Practically, strong VLMs (e.g., GPT-5.4) offer a scalable, training-free method for initial UI saliency estimation, valuable during early-stage design when large-scale eye-tracking is infeasible. Their outputs are not, however, a replacement for empirical studies if precise quantification of early attention or fine-grained gaze allocation is required. Notably, VLM predictions could support rapid layout iteration, heuristic attention optimization, or serve as proxies for formal A/B eye-tracking testing.

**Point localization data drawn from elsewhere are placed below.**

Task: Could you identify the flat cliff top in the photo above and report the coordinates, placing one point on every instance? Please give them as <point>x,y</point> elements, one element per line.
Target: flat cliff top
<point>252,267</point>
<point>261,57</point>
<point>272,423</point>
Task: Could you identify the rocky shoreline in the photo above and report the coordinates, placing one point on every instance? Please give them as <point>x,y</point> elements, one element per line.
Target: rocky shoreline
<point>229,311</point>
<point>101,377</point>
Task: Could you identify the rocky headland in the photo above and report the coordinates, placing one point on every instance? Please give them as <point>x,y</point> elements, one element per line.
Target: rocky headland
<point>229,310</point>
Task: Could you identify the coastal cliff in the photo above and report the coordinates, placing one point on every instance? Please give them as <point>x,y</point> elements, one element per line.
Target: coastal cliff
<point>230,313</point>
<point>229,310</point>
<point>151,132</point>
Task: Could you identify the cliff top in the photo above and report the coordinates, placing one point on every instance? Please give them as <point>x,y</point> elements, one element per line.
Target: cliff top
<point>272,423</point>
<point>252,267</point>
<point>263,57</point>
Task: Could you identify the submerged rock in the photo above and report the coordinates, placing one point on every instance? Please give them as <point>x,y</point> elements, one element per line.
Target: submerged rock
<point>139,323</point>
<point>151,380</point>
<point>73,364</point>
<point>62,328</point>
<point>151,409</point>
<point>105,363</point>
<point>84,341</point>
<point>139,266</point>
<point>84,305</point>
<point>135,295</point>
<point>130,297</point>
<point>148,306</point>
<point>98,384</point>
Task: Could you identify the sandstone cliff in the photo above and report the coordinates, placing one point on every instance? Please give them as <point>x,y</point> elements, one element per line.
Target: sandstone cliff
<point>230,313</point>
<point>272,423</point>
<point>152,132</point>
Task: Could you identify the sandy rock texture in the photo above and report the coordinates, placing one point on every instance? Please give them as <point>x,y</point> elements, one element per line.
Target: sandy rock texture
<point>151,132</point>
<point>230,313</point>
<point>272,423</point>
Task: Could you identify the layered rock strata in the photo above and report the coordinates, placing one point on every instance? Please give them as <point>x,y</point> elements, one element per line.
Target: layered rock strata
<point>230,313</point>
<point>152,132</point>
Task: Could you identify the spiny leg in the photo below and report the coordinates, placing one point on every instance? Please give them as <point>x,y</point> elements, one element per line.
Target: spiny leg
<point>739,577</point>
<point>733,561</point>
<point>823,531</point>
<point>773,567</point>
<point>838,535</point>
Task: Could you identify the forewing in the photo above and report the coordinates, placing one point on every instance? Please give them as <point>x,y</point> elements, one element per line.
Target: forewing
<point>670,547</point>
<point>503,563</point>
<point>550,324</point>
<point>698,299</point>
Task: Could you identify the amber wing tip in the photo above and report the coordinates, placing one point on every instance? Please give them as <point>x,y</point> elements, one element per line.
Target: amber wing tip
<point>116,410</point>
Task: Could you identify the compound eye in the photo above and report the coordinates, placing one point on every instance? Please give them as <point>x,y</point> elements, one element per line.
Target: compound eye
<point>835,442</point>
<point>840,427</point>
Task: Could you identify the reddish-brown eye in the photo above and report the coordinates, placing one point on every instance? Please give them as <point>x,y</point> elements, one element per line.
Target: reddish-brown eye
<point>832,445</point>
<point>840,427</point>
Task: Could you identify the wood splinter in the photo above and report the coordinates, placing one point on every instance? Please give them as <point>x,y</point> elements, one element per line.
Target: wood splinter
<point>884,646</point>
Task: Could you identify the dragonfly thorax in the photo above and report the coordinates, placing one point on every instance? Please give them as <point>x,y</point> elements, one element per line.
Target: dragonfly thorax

Limitations and Future Work
The study operates strictly in a zero-shot setting; further work should explore few-shot or instruction-finetuned VLMs, especially for approximating initial fixations. Prompt engineering and the simulation of demographic/persona-specific gaze patterns represent promising directions. Also, direct comparative benchmarks against domain-adapted CNN saliency models (e.g., UMSI, DeepGaze) on identical test sets would better quantify the performance cost of generality and zero-shot learning. Incorporation of additional attention metrics (such as NSS or AUC-Judd) may illuminate qualitative differences in region prioritization not captured by global correlation measures.
Conclusion
This paper establishes a strong quantitative and qualitative baseline for zero-shot VLM-based modeling of human visual attention on UIs. While best-in-class VLMs yield moderate alignment with human exploratory gaze, particularly on regular, hierarchical layouts, they underperform trained saliency models and do not capture early, bottom-up attention allocation. The behavioral divergence of UI-specialized interaction agents underscores that operational and attentional models cannot be conflated. Adoption of VLM-based saliency mapping should thus be viewed as a pragmatic, design-stage supplement rather than an HCI gold standard. The public release of code and predictions facilitates transparent benchmarking and future extension in both vision-language and UI-specific saliency research.